Pourquoi 2021 est une bonne année pour acheter une habitation

Foto Immoweb

Ce samedi, les agents immobiliers et les acheteurs potentiels vont pouvoir à nouveau visiter ensemble les maisons ou appartements à vendre. Cet assouplissement apportera-t-il un coup de boost à l’immobilier belge ?

Le comité de concertation a décidé la semaine dernière de non seulement rouvrir les coiffeurs, mais aussi d’assouplir les mesures pour le secteur immobilier. Les visites à domicile avec un agent immobilier sont à nouveau autorisées à partir du 13 février. Avant, les visites devaient se faire séparément. Les ventes en seront donc facilitées.

Intérêt faible et hésitation

Cependant, les économistes de Belfius s’attendent à ce que le marché immobilier se refroidisse dans les prochains mois. En cause : l’hésitation des acheteurs. Les faillites et le chômage devraient augmenter cette année, ce qui va nécessairement éroder la confiance des consommateurs. Alors que cette confiance est encore impactée par la pandémie.

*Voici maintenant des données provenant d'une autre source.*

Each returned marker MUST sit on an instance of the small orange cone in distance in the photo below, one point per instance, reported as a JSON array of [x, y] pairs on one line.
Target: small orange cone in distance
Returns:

Les taux d’intérêt restent néanmoins très faibles. L’Union Professionnelle du Crédit (UPC) souligne que les taux d’intérêt sont historiquement bas. Un prêt standard sur 20 ans à taux fixe est aujourd’hui disponible à un taux de 1,3% en moyenne. Il y a deux ans, il était de 1,8% et de 2,1% en 2017. De ce fait, la grande majorité des emprunteurs optent maintenant pour un taux fixe, et non plus pour un taux variable, qui peut apporter des surprises – bonnes ou mauvaises.

Prix favorables

Sur la question des prix, les économistes ne pensent pas qu’il y aura une baisse soudaine au cours de l’année. Belfius s’attend plutôt à une année de transition. Le marché immobilier prendra une pause, avec une baisse des prix des logements estimés à 0,1% sur l’ensemble de 2021. ‘On pourrait plutôt appeler cela de la stabilisation’, affirment les économistes. Ils se montrent toutefois bien plus optimistes qu’il y a quelques mois alors qu’ils annonçaient une forte baisse des prix.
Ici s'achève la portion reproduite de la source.